Pope. L: CAMPAIGN
Pope. L: CAMPAIGN
This book is a three-part report on the long-term collaboration between artist Pope.L and curator Dieter Roelstraete which revolves around issues of connectedness, home, and migration, while addressing art’s relationship to knowledge. Begun in spring 2016 with an invitation, extended to the artist by Roelstraete and his colleagues Monika Szewczyk and Adam Szymczyk, to participate in the fourteenth edition of documenta, Pope.L’s contribution took on the guise of an immersive, seemingly omnipresent sound installation titled Whispering Campaign, consisting of thousands of hours of whispered content—addressing nationhood and borders—broadcast throughout Athens and Kassel using both speakers and live “whisperers.”
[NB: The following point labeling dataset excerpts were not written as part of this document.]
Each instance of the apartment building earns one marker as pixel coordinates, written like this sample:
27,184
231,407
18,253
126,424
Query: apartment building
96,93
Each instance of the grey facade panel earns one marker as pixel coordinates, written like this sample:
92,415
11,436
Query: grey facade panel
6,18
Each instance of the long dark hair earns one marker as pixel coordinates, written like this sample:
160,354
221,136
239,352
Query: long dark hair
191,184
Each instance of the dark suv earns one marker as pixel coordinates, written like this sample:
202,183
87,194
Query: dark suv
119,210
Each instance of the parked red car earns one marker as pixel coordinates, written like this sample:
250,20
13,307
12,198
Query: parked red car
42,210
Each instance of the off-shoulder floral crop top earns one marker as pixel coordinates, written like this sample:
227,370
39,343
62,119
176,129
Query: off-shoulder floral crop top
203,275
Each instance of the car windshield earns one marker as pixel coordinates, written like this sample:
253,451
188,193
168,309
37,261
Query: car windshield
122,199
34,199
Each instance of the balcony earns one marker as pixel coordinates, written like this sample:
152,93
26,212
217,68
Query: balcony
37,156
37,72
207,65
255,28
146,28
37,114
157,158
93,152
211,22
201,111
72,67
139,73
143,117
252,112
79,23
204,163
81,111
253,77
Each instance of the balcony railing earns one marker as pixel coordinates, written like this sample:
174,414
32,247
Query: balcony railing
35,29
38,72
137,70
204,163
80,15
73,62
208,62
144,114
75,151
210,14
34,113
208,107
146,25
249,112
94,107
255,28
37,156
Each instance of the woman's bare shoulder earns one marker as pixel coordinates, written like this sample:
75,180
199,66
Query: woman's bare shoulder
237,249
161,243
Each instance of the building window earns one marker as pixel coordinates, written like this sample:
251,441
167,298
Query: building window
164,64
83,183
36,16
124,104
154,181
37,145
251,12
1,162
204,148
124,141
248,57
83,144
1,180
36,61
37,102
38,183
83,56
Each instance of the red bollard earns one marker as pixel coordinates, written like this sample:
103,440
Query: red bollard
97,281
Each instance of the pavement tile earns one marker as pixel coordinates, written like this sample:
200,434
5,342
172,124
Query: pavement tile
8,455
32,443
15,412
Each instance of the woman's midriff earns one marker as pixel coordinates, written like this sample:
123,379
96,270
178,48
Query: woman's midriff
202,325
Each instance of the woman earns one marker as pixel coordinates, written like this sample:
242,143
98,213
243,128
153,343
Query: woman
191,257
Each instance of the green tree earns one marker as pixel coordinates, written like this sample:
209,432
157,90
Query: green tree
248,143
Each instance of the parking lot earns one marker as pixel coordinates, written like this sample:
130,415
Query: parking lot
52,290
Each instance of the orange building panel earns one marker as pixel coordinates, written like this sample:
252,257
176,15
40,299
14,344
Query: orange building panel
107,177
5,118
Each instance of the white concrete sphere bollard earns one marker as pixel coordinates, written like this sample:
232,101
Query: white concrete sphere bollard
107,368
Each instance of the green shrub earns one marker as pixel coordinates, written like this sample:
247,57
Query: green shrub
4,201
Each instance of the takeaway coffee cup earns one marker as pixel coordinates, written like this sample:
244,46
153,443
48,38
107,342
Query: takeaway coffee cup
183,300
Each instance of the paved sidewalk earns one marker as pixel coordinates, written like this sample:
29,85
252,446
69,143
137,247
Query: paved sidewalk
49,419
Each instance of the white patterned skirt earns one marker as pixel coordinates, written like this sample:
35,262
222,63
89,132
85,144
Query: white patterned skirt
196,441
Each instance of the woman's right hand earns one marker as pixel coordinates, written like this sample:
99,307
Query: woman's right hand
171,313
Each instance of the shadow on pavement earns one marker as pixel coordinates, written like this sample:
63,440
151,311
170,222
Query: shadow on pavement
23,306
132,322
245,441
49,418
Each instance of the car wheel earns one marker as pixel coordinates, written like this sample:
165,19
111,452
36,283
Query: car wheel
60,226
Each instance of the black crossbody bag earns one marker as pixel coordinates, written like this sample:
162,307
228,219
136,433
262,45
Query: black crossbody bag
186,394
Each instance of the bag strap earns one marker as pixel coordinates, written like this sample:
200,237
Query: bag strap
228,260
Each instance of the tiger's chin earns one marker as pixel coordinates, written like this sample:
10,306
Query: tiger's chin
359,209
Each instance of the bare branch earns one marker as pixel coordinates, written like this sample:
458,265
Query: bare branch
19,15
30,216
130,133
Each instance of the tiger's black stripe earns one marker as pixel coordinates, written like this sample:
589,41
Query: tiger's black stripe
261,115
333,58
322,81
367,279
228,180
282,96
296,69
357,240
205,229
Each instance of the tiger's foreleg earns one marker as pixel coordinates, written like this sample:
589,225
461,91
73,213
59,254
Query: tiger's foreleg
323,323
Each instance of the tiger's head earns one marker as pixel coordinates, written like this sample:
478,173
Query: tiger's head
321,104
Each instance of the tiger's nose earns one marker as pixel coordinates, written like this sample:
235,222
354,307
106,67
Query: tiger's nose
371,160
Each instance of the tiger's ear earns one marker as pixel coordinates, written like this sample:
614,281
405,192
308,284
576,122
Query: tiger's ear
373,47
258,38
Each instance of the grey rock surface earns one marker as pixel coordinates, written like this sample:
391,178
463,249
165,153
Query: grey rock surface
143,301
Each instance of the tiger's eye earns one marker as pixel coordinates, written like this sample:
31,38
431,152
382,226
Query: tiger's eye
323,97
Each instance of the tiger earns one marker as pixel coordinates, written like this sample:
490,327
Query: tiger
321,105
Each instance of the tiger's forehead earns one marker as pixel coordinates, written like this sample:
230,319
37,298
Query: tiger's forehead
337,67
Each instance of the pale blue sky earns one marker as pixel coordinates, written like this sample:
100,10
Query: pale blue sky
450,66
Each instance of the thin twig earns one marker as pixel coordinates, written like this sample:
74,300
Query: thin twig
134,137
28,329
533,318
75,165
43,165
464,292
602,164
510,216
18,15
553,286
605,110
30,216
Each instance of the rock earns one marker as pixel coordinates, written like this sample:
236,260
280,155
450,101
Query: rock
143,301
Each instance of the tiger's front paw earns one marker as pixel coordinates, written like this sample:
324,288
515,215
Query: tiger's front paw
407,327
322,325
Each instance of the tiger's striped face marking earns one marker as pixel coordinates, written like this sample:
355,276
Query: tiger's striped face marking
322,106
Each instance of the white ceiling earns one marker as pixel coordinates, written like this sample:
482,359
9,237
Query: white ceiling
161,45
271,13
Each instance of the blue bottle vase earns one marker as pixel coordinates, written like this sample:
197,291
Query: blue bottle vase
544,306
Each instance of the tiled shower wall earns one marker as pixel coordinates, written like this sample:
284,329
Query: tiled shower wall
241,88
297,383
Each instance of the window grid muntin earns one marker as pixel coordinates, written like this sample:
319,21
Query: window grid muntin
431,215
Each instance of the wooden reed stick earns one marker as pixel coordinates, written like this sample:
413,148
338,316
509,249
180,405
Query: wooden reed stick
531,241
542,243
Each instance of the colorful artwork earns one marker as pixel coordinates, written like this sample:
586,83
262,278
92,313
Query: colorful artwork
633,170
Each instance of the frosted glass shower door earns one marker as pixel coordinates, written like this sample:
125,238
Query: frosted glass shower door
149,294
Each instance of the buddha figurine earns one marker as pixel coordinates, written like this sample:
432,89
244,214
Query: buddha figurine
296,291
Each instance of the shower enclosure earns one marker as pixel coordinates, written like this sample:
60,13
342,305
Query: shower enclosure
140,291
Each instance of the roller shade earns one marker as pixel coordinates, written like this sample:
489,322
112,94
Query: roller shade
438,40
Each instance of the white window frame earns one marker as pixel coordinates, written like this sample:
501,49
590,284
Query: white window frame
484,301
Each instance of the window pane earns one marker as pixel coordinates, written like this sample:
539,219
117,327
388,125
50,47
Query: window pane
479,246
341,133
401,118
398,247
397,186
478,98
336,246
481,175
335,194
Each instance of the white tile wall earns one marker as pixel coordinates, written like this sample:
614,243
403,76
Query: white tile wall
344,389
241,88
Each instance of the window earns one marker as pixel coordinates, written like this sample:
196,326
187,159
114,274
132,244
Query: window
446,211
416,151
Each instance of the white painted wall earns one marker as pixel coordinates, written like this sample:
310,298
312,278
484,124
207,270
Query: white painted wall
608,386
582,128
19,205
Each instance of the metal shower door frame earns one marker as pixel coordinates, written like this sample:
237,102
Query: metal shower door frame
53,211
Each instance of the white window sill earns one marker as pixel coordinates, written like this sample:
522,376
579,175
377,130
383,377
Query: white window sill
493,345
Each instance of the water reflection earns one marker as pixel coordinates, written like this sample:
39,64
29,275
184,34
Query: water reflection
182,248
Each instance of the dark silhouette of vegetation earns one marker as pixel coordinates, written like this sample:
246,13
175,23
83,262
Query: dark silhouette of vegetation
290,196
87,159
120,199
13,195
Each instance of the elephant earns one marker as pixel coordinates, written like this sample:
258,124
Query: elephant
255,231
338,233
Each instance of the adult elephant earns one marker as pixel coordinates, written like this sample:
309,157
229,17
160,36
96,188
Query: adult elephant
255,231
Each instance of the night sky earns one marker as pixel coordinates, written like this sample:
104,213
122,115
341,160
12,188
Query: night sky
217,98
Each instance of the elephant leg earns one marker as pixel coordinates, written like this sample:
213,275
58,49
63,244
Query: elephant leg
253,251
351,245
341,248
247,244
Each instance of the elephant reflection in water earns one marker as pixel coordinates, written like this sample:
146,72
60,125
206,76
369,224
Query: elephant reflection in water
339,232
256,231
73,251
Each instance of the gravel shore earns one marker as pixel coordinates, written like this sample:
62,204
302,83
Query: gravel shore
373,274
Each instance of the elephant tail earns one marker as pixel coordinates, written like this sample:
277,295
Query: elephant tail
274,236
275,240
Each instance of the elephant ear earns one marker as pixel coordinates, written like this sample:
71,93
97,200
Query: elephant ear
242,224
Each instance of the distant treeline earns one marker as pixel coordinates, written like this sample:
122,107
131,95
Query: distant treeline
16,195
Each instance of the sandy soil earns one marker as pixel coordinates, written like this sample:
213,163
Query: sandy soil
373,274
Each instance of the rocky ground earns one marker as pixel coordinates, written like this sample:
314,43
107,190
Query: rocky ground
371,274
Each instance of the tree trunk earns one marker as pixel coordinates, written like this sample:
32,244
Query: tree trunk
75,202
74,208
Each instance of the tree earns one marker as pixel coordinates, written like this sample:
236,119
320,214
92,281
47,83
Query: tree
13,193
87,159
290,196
A mere month after the closing of documenta 14 in Kassel, a second chapter of the titular campaign was inaugurated at the University of Chicago’s Logan Center for the Arts, revolving centrally around the exhibition and art intervention project Brown People Are the Wrens in the Parking Lot, curated by Yesomi Umolu—a complex, multifaceted enterprise that involved a more or less conventional art exhibit, a DIY media campaign, a thematic library, video interviews, and a series of events ranging from impromptu performances and DJ sets to an expansive program of talks, presentations, and debates. This campaign-cum-exhibition took place at a significant moment in US history dominated by debates over immigration, race, and the plight of the 99 percent—dominated, in a sense, by constant campaigning.
The third and final chapter of the artist’s campaign unfolded as a course co-taught at the University of Chicago by Pope.L and Roelstraete titled Art and Knowledge, which, in part at least, sought to address one of Whispering Campaign’s catchiest and most puzzling slogans—namely, “ignorance is a virtue.” The students who constituted this query’s primary audience were invited to contribute their observations and intuitions concerning art’s at times proudly tenuous relationship to knowledge, prompting all of us wonder whether “art and knowledge” should really be read as “art or knowledge.”